The collective now counts 10 official members, including founders Laurent Cassy of Château Chillac and Fabien Lapeyre of Château La Peyre, as well as Duquesne and David themselves.
The Union des Vignerons Bordeaux Pirate was set up with the key goal to associate alternative and innovative winemakers. ‘Things are no longer moving in Bordeaux, we have standardised and stereotyped wines. Our keyword is innovation,’ said Duquesne, whose co-fermented Cabernet Franc and Sauvignon Blanc cuvée and work with neglected Bordeaux grapes are examples of activities seen as challenging the status quo.
‘But anything new is interesting to us.
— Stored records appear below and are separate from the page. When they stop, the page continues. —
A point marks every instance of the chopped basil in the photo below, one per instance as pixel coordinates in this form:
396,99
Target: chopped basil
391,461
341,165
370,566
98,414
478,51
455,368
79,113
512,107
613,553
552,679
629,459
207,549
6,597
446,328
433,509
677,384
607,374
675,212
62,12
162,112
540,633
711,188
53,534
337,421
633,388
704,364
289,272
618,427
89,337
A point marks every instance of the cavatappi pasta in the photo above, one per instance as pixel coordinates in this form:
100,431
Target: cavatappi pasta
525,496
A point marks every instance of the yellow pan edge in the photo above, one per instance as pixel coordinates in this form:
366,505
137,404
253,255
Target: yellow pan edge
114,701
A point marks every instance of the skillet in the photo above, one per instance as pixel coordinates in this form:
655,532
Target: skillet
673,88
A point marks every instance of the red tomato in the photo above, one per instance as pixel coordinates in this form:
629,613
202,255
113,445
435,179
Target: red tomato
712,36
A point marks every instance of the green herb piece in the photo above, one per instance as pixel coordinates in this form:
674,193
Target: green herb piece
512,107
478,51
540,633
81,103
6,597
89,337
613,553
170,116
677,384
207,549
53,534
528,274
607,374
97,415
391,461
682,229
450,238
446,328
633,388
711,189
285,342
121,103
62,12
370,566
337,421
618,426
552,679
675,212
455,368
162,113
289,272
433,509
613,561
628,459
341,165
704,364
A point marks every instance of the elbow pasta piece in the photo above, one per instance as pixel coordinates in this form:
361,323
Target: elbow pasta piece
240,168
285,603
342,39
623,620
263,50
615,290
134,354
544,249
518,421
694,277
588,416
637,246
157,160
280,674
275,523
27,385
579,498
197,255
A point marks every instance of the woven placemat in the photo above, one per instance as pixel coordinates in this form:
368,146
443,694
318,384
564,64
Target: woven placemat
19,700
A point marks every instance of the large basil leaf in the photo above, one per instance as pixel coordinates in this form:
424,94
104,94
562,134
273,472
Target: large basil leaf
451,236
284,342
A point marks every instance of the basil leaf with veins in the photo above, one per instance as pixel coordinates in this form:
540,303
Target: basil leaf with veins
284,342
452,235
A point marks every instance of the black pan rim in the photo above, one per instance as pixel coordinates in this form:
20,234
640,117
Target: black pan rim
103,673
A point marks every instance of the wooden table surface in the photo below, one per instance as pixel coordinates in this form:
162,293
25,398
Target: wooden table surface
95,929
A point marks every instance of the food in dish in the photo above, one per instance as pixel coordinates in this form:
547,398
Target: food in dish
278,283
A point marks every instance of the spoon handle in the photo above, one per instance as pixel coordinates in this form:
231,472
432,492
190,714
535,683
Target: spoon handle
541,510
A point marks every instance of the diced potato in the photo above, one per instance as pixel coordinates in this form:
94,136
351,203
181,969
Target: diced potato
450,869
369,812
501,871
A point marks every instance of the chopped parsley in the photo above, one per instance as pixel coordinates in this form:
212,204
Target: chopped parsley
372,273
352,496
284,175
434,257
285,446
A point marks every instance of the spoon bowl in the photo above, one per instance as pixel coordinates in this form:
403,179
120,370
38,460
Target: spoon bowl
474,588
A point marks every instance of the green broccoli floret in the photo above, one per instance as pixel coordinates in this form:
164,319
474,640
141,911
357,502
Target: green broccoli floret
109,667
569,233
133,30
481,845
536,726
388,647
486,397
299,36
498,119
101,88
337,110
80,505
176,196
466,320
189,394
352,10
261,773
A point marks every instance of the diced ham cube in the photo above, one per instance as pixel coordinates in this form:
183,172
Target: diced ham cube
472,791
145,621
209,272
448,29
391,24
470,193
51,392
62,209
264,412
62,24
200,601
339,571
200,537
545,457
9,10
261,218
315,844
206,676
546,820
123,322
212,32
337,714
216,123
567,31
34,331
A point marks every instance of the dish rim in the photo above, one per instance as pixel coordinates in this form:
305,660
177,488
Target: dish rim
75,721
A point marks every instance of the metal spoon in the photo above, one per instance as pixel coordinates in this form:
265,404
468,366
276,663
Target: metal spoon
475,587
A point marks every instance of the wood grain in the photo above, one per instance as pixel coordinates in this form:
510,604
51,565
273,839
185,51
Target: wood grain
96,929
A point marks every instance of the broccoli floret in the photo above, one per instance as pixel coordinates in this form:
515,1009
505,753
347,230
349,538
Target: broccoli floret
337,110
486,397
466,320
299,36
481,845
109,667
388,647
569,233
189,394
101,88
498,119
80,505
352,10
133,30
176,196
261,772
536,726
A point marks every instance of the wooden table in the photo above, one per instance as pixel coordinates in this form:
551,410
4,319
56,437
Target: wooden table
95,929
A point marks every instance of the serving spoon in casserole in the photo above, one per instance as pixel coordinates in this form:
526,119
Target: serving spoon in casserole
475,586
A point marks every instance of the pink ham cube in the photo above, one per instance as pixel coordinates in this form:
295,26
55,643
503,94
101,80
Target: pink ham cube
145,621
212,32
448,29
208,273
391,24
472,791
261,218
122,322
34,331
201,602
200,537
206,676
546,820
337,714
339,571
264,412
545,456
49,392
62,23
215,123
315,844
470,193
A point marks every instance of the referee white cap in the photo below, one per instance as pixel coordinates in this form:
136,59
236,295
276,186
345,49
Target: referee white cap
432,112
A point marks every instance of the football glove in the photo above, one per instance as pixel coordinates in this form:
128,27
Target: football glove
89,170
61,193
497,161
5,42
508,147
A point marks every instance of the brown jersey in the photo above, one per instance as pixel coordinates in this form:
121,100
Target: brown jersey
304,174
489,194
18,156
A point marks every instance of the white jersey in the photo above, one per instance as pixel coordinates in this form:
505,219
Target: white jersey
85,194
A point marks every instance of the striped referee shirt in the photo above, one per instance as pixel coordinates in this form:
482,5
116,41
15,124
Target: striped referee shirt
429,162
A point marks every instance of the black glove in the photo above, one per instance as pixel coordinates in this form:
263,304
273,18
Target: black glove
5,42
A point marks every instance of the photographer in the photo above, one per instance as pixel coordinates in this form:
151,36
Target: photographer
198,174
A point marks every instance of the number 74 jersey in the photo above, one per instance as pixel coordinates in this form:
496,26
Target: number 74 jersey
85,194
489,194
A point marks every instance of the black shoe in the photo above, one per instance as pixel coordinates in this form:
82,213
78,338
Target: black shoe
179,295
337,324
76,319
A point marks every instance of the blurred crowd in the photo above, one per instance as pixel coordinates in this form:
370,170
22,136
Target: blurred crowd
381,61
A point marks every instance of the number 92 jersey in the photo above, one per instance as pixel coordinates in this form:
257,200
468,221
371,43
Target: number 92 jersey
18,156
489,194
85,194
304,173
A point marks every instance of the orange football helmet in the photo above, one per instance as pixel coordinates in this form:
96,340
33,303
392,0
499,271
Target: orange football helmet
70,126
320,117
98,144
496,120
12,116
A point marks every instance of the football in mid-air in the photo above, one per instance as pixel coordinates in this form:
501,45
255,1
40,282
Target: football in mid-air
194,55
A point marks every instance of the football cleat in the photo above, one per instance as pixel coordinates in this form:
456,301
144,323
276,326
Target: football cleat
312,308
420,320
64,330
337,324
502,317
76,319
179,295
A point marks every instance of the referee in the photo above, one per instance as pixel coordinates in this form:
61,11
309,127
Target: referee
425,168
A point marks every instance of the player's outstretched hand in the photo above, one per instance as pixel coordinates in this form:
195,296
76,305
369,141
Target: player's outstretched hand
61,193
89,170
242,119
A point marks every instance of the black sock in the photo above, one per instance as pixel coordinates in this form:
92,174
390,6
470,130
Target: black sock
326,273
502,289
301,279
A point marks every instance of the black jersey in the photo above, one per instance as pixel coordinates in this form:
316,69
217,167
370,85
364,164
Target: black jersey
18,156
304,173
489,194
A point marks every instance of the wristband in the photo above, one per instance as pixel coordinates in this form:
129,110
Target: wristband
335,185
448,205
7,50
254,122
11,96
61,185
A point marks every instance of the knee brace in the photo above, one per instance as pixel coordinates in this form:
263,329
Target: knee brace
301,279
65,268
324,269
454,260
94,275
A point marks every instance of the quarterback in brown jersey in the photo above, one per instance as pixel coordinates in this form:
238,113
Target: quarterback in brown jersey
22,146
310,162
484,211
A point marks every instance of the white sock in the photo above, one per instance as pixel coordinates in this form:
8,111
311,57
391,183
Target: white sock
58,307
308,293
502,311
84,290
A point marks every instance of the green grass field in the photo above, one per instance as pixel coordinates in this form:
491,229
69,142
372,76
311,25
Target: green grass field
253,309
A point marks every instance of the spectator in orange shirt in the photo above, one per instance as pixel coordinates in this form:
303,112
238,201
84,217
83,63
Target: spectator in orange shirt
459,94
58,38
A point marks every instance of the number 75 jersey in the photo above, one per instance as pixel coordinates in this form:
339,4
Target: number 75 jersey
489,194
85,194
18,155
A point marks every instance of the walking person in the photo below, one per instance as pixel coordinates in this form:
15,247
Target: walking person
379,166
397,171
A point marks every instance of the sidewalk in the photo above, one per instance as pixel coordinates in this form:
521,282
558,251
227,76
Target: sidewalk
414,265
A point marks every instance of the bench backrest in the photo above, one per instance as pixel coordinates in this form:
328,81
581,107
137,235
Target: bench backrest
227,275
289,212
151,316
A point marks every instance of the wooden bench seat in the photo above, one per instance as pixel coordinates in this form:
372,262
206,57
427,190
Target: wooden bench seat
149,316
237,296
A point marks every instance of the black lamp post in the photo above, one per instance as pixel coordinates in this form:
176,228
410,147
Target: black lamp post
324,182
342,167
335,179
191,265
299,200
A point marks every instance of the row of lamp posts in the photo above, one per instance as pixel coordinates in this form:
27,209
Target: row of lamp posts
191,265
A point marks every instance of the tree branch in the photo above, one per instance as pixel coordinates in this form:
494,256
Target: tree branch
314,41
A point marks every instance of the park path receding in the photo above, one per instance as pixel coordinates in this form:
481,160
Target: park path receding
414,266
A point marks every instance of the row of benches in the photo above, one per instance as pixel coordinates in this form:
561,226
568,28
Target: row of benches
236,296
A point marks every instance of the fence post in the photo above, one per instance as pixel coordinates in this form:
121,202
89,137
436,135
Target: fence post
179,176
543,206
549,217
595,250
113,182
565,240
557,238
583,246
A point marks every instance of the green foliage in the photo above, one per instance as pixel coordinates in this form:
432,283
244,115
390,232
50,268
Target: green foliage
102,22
It could be the packaging, the wine’s style, the way you work in the winery or communicate to the public,’ he added.
According to the group, unconventional Bordeaux producers have little chances to get noticed, talked about and traded, with associations such as the Bordeaux Syndicat and the region’s multiple classification systems only open to those who comply with the criteria set out by Bordeaux’s appellation structure.
To tackle this challenge, the Union aims to offer alternative producers a collective platform to communicate with professionals and with the public. ‘The only way I have to get my wines tasted by a journalist is to send them to the Syndicat, but I can only do it if they are labelled with an appellation [which they are not]. You have to be conformist in Bordeaux, you have no other option,’ said Duquesne. ‘This is going to be the only way for new, innovative winemakers to get their wines tasted.’
To become a Pirate Union member, winemakers are required to pay an annual fee – from €200 to €400 depending on size – and have at least one of their wines labelled as ‘pirate’ by a jury of trade experts. ‘All pirate wines will bear our logo, but we’re still working on that because we are not allowed to use the word “Bordeaux” on it,’ said Duquesne.
He highlighted that, unlike other organisations, the Pirate Union is not concerned with specific production methods or philosophies. It is instead committed to a focus on personal identity and innovation by keeping its membership as open as possible: ‘Only in this way will we see more innovation in the region. We are yet to finalise the set of criteria that will officially define a Bordeaux pirate wine, the only thing for now is that all wines need to be organic.’
The criteria will be finalised by October, when the group is planning to host its first formal tasting and judging day. The following steps will involve building a website and the organisation of a series of official events across France.